[Haskell-cafe] Reader monad

Michael Lazarev lazarev.michael at gmail.com
Wed Dec 29 22:48:31 CET 2010


2010/12/29 michael rice <nowgate at yahoo.com>
> I had an "Aha!" moment and it all makes sense now. Just as the State monad can hold a generator (which can change) and pass it down a calculation chain, a Reader monad can hold an environment (which doesn't change) and pass it down a calculation chain. I was wondering how I could include a (global) house betting limit in that craps application I've been playing with (without passing it as a parameter) and it sounds like the Reader monad would be an ideal candidate. Correct? It also sounds like a job for monad transforms.

That is right. You need transformers if you want to have one value as
settings to read, other value as a state, and so on, and they must be
simultaneously accessible in some function. Or, for example, if you
want to build a sequence of IO actions by functions that share the
same environment.

After you said that you had an "Aha!" moment, I remembered how I had
something alike not very long ago. That was surprising event when I
ended up with some transformer stack written myself although just
several minutes ago I would consider this to be some dark wizardry.

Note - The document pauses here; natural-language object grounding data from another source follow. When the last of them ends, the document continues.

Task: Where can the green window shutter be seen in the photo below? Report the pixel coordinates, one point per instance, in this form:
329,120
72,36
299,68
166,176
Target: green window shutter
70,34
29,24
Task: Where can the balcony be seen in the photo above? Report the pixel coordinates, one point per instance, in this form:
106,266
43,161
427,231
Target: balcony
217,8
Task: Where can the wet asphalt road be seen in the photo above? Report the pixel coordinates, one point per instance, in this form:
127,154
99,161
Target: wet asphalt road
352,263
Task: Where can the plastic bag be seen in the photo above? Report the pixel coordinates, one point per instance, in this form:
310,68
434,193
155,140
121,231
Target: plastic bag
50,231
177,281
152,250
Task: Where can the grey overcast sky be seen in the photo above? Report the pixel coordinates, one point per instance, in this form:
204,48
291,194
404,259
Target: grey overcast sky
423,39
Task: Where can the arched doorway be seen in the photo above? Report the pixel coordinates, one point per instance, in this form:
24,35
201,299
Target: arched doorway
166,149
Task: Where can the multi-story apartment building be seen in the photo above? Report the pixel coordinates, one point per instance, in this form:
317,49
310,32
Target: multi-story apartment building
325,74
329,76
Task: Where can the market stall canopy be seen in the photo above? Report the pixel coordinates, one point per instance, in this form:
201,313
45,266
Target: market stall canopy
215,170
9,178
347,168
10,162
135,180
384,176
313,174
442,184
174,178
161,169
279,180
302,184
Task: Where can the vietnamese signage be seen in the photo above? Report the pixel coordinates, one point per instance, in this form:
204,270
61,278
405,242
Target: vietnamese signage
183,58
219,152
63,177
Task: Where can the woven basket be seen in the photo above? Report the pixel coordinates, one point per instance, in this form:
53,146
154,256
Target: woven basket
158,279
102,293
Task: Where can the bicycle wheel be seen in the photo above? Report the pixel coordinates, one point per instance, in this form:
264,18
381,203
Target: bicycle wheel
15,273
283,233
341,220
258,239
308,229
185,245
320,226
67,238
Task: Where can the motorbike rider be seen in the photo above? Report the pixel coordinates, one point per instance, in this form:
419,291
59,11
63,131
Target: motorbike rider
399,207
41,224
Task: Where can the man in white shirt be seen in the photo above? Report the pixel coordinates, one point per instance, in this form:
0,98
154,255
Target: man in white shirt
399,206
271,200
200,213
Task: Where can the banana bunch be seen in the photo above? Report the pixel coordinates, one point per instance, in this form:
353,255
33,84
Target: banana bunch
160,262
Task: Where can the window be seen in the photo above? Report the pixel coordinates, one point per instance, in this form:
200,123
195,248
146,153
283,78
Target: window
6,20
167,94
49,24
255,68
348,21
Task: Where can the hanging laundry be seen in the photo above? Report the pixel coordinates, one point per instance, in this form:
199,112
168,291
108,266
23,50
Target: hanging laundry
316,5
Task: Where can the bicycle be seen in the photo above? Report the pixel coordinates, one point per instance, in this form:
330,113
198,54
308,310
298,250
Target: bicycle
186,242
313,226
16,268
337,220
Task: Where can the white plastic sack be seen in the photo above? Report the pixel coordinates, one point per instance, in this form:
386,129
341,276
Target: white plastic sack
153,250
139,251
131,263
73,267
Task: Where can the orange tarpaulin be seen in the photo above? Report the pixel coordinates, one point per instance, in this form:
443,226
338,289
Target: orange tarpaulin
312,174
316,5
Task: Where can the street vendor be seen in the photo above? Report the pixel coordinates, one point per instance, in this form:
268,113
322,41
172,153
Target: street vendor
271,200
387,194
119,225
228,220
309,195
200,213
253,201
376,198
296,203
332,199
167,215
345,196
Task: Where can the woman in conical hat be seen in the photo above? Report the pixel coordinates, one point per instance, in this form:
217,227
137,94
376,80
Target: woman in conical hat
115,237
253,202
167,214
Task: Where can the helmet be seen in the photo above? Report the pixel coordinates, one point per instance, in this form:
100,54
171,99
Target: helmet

When I was dealing with monads for the first time, I tried reading
source code and explanations. Soon I found that pure unapplied theory
was making such a dismal, depressing feeling on me that I was not able
to continue.

But some time after I was writing an application in Haskell. It was
real, and contrary to my previous theoretical studies the process was
much fun. I had good FP background at that time, and had no problem
writing everything in functional style. Since everything that can be
done with monads can also be done without them, I didn't use any monad
except IO (in main function :) ). Not that I especially avoided them,
I just didn't think about them.

And then I noticed that I constantly pass one same parameter to a lot
of functions. And then -- since I remembered the boring theory -- bam!
-- I introduced Reader into the code. And it worked. Which tempted me
to interweave Reader and Writer, and so on, and twenty minutes later I
had monstrosity that I only saw before in others' code: ReaderT
WriterT State .... and so on :)

So, good luck with your application!